Publication year - 1998
Publication title -
journal of geophysical research: atmospheres
Language(s) - English
Resource type - Journals
SCImago Journal Rank - 1.67
H-Index - 298
eISSN - 2156-2202
pISSN - 0148-0227
DOI - 10.1029/97jd03455
Subject(s) - aerosol , radiative forcing , atmospheric sciences , forcing (mathematics) , environmental science , cirrus , cloud forcing , soot , radiative transfer , atmosphere (unit) , meteorology , combustion , physics , chemistry , optics , organic chemistry
The effect of a cloud layer on top‐of‐atmosphere (TOA) aerosol radiative forcing is examined by means of a one‐dimensional vertical column simulation.
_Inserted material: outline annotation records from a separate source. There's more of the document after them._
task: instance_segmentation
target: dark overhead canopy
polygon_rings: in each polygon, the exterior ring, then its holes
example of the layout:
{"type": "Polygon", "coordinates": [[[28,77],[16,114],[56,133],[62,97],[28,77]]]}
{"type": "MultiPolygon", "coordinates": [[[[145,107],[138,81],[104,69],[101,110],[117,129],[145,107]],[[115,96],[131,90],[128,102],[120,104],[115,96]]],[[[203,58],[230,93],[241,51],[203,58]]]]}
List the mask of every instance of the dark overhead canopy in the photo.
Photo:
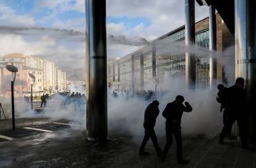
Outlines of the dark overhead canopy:
{"type": "Polygon", "coordinates": [[[200,6],[213,5],[216,7],[228,28],[234,34],[234,0],[196,0],[200,6]]]}

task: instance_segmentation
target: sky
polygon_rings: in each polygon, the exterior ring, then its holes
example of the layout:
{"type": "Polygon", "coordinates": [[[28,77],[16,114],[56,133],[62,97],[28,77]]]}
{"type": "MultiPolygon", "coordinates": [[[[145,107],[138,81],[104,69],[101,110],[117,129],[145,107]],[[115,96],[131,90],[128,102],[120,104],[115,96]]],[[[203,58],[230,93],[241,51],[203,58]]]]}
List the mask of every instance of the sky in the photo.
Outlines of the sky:
{"type": "MultiPolygon", "coordinates": [[[[84,0],[0,0],[0,56],[85,65],[84,0]]],[[[107,0],[108,57],[121,57],[184,24],[184,0],[107,0]]],[[[195,2],[195,19],[208,16],[195,2]]]]}

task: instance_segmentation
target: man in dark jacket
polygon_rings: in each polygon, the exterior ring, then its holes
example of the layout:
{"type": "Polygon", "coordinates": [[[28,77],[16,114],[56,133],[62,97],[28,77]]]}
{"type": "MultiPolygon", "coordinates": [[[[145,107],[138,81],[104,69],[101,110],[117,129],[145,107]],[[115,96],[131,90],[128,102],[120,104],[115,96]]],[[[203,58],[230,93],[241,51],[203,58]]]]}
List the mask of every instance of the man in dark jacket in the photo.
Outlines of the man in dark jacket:
{"type": "MultiPolygon", "coordinates": [[[[223,110],[223,125],[227,126],[228,124],[228,115],[229,111],[228,109],[225,108],[226,105],[227,96],[228,96],[228,88],[224,87],[223,84],[219,84],[217,87],[219,92],[218,92],[218,97],[216,97],[216,100],[218,103],[221,104],[220,112],[221,113],[223,110]]],[[[227,135],[229,137],[231,137],[231,129],[232,127],[229,128],[229,130],[227,130],[227,135]]]]}
{"type": "Polygon", "coordinates": [[[154,100],[147,107],[146,110],[145,111],[143,123],[145,135],[142,145],[140,145],[140,155],[148,154],[148,153],[145,152],[144,149],[147,143],[150,138],[154,145],[155,148],[156,149],[158,156],[159,158],[161,157],[161,151],[160,148],[159,148],[157,137],[154,130],[154,127],[156,124],[156,119],[159,114],[158,106],[158,101],[154,100]]]}
{"type": "Polygon", "coordinates": [[[187,164],[188,161],[183,159],[182,142],[181,131],[181,117],[183,112],[190,112],[192,106],[188,102],[182,104],[184,98],[177,95],[175,100],[167,105],[163,112],[163,116],[166,119],[165,131],[166,134],[166,144],[163,151],[161,160],[164,162],[164,158],[173,143],[173,135],[174,136],[177,145],[177,159],[179,164],[187,164]]]}
{"type": "Polygon", "coordinates": [[[43,103],[45,107],[46,106],[46,97],[45,94],[43,94],[43,95],[41,97],[41,108],[43,106],[43,103]]]}
{"type": "Polygon", "coordinates": [[[246,109],[246,92],[244,87],[244,78],[238,78],[236,80],[236,84],[228,89],[225,110],[229,112],[228,121],[226,125],[224,125],[219,143],[223,143],[224,138],[228,134],[233,124],[236,121],[239,128],[242,148],[250,150],[248,146],[247,124],[249,114],[246,109]]]}

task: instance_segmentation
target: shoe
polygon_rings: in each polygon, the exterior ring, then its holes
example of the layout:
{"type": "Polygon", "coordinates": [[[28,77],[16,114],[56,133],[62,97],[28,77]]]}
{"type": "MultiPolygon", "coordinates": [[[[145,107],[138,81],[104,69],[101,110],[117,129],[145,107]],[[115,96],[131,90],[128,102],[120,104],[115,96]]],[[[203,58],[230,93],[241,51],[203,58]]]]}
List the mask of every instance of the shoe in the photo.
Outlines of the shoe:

To span the range between nonabsorbing and strongly absorbing particles, (NH 4 ) 2 SO 4 and soot aerosols are considered individually and in internal and external mixtures. For a cloud layer embedded within an aerosol layer it is shown that direct aerosol radiative forcing still occurs. For a nonabsorbing aerosol a maximum in (negative) forcing actually occurs for a thin cloud layer (100 m thickness for the set of parameters considered). The presence of an embedded cloud layer enhances the heating effect of soot aerosol, producing, for thick clouds, forcing values as much as a factor of 3 over those under cloud‐free conditions. An absorbing aerosol layer can lead to an increase of in‐cloud solar heating rates by up to 3% for the parameter values considered here. A cirrus cloud layer above an aerosol layer leads to only modest changes of TOA aerosol forcing from those in the absence of the cloud layer; thus aerosol forcing in the presence of typical cirrus clouds cannot be neglected.